Se oyó un ligero revuelo en alguna parte de la casa. El aroma a mimosa era embriagador. Seguramente Rima había bajado y había despertado a Ali Mahmoud.

Aquellas ideas y muchas otras, demasiado numerosas para recordarlas todas, se arremolinaron en mi mente mientras, paralizado por el horror, contemplaba al doctor Van Berg tendido bajo la luz de mi linterna.

Su cuerpo obeso estaba desmadejado en una postura tan extraña que, entre la ira, el pesar, el miedo y otras emociones indescriptibles, tardé unos instantes en comprender lo que había sucedido. Llevaba puesto uno de aquellos extravagantes pijamas de seda. Un mechón de su melena rubia le caía por encima de la frente hasta rozar el suelo.

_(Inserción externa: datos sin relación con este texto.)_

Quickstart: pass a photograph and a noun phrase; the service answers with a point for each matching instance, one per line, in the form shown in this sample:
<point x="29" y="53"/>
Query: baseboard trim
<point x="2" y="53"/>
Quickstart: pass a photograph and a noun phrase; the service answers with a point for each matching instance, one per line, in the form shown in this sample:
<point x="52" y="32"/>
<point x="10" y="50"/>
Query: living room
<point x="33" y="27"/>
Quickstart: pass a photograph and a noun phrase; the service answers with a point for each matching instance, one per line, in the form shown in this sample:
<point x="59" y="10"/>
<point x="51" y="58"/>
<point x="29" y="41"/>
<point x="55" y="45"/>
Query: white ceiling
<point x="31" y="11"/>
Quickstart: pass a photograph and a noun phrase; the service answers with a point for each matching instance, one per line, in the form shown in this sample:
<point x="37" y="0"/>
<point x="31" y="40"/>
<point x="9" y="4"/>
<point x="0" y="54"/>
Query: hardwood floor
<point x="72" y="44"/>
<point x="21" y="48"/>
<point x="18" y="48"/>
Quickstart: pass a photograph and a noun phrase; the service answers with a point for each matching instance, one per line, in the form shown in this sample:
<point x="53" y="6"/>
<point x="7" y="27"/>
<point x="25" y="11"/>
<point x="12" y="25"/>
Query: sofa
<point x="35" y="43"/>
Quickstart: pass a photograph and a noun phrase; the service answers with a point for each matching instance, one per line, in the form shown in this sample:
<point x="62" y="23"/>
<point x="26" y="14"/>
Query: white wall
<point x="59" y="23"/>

Yacía boca abajo, atravesado sobre el arca verde.

El cadáver descansaba en una posición tal que casi ocultaba el arca de mi vista. Sin embargo, advertí de inmediato que los musculosos brazos estaban extendidos y que los dedos, incluso en la muerte, seguían aferrados a las asas.

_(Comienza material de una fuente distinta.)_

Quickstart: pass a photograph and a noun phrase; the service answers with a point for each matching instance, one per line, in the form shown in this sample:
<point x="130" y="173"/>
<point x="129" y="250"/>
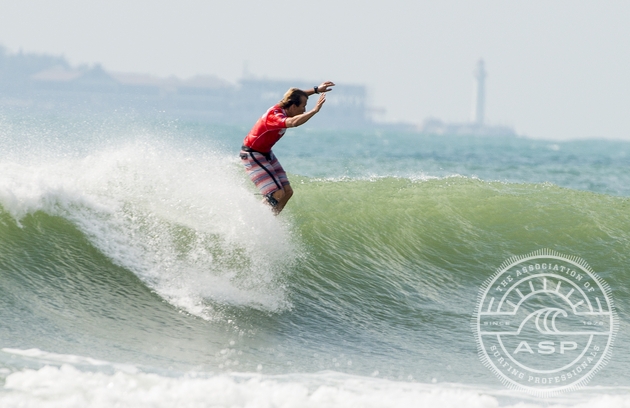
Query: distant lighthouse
<point x="479" y="97"/>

Aquel largo instante de horrorizada inmovilidad llegó a su fin.

Retrocedí de golpe y me dejé caer sobre una rodilla. Intenté hablar pero sólo pude articular un murmullo ronco. En la tapa del cofre había sangre y empezaba a formarse un charco en el suelo. Coloqué la mano bajo la barbilla de Van Berg y le levanté la cara. De inmediato me incorporé, consternado.

Lo que acababa de ver borró todo pensamiento de mi mente excepto uno. Me temblaron los dedos en el revólver. Sólo quería quitarle la vida al cobarde que había asesinado a Van Berg; al gran, al amable, al audaz Van Berg; pues me hallaba ante un asesinato… ¡Un asesinato a sangre fría!

El zumbido que inundaba mis oídos se desvaneció y me calmé al instante, pero un único deseo bullía en mi interior: el de hacer justicia. Oí pasos, voces amortiguadas. No les presté atención.

Estaba mirando la estancia. Contemplando la ventana, traté de evocar los detalles relatados por Van Berg acerca de lo sucedido el jueves por la noche. En la habitación no había escondrijo posible y la ventana estaba a más de ocho metros de la calle. Empezaba a intrigarme lo misterioso de aquel asunto.

—Greville Effendim —oí.

Miré por encima del hombro. Ali Mahmoud estaba en el umbral de la puerta y vi el pálido rostro de Rima tras él.

—¡No entres, Rima! —dije de inmediato—. Por el amor de Dios, no entres. Baja y despierta al jefe.